Concernant la réduction des formalités administratives et la modernisation des règlements, M. Carney a déclaré :

« Pour bâtir le système alimentaire que les Canadiens méritent, nous devons cesser de nous imposer nous-mêmes des obstacles. Nous moderniserons les principaux règlements afin que la sécurité alimentaire et l’abordabilité soient prises en compte au même titre que la sécurité. »

Tyler McCann, directeur général de l’Institut canadien des politiques agroalimentaires, a indiqué que, bien que le Canada jouisse d’une bonne sécurité alimentaire, il demeure exposé à certains risques. S’exprimant devant le Comité permanent de l’agriculture de la Chambre des communes avant la publication de la stratégie, il a souligné l’importance de reconnaître les pressions que subit actuellement le secteur en raison de l’instabilité du commerce mondial.

« Un système fiable, durable et sécuritaire est un système dans lequel les aliments traversent de plus en plus les frontières, sont produits de façon de plus en plus innovante et dans des systèmes de plus en plus concentrés, mais qui est également confronté à une volatilité et à des risques croissants », a-t-il déclaré dans son allocution d’ouverture.

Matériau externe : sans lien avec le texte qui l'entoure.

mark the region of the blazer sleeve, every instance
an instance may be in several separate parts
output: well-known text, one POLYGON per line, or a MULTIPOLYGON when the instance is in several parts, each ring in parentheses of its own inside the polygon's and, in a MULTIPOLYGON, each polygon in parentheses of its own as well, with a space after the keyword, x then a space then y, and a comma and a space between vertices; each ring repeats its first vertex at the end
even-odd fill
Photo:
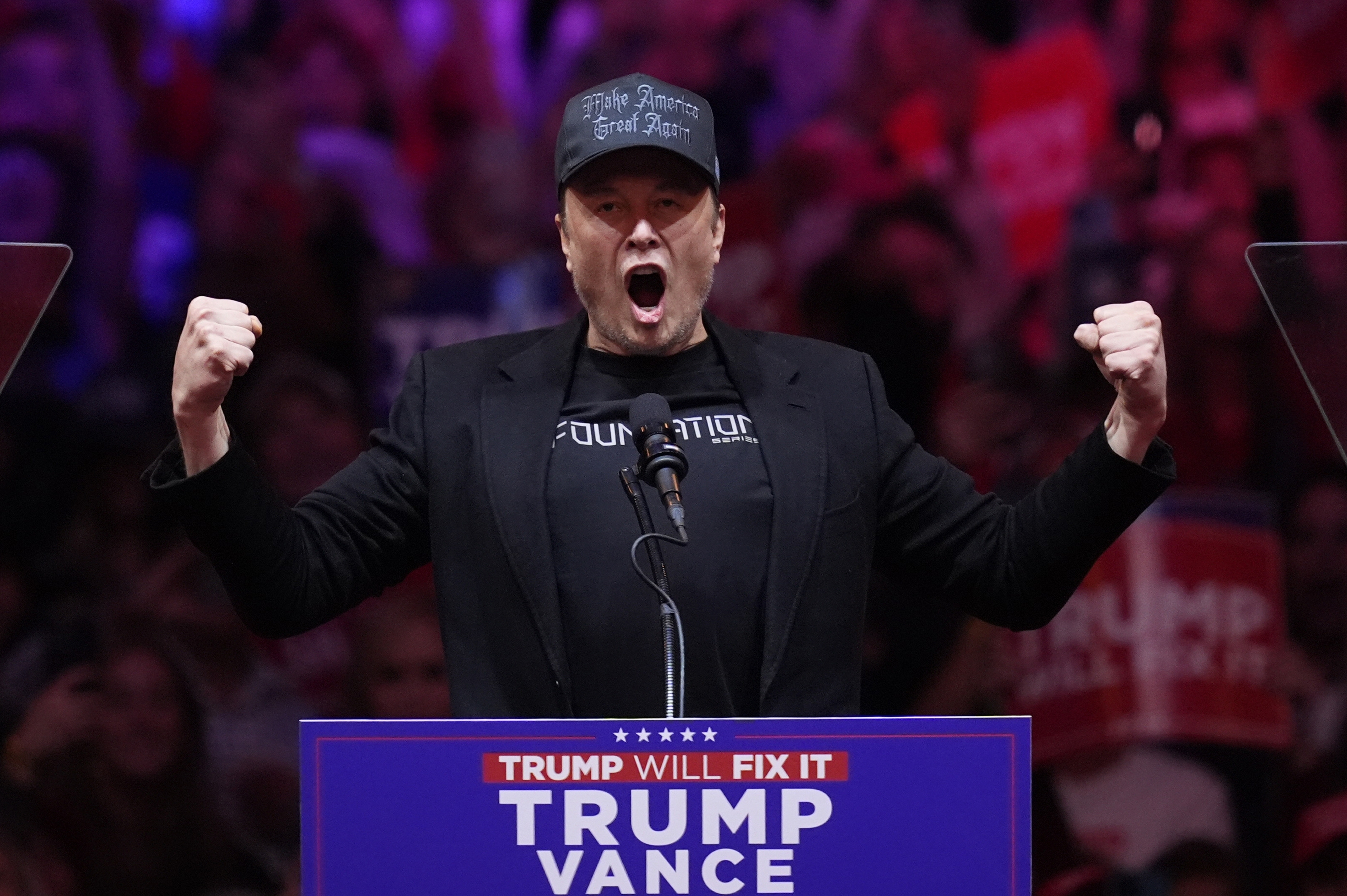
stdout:
POLYGON ((294 509, 237 440, 194 476, 175 440, 143 480, 211 560, 244 623, 263 638, 298 635, 430 561, 424 400, 416 355, 388 428, 294 509))
POLYGON ((877 560, 901 581, 1006 628, 1045 626, 1095 560, 1175 480, 1169 445, 1142 463, 1115 453, 1100 422, 1029 495, 1010 505, 916 444, 865 359, 880 456, 877 560))

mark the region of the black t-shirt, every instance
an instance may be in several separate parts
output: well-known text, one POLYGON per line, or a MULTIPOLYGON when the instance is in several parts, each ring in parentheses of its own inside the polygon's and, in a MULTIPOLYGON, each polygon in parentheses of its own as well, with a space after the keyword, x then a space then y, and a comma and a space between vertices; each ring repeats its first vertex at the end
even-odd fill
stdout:
MULTIPOLYGON (((709 339, 672 358, 581 348, 547 472, 575 713, 664 714, 659 599, 632 570, 641 530, 617 476, 636 465, 628 408, 647 391, 668 400, 688 456, 691 544, 663 545, 687 638, 687 714, 754 716, 772 488, 753 421, 709 339)), ((659 495, 645 494, 656 527, 672 534, 659 495)), ((638 557, 645 564, 644 549, 638 557)))

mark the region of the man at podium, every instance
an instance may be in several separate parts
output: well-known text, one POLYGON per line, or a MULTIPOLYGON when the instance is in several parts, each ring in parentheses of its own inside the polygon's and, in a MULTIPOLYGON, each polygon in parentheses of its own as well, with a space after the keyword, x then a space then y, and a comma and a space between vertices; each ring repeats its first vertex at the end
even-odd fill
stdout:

Il a formulé cinq recommandations au comité :

  • Faire évoluer l’approche de gestion des risques afin d’offrir davantage de choix aux exploitations agricoles ;

  • Renforcer l’innovation agricole grâce à une stratégie nationale d’innovation agroalimentaire ;

  • Éliminer les tarifs sur les engrais et sécuriser l’approvisionnement en intrants essentiels ;

  • Soutenir les infrastructures de transport ;

  • Utiliser les mécanismes d’approvisionnement public pour favoriser la production canadienne, notamment par l’intermédiaire du Programme national d’alimentation scolaire.

Dans un communiqué, les Producteurs laitiers du Canada ont fait valoir que « l’engagement visant à promouvoir les aliments canadiens dans les marchés publics constitue une étape importante pour renforcer les chaînes d’approvisionnement nationales et soutenir les agriculteurs et les transformateurs canadiens ».

Pour sa part, la Fédération canadienne de l’agriculture a soutenu que la stratégie doit être mise en œuvre de manière transversale.

« La sécurité alimentaire ne peut être assurée par un seul ministère ou programme. Elle nécessite une approche coordonnée à l’échelle de l’ensemble du gouvernement, harmonisant les politiques relatives au transport, au commerce, à l’environnement, à l’innovation, à la main-d’œuvre et aux finances afin de soutenir un secteur agroalimentaire résilient et compétitif », a indiqué la FCA dans un communiqué.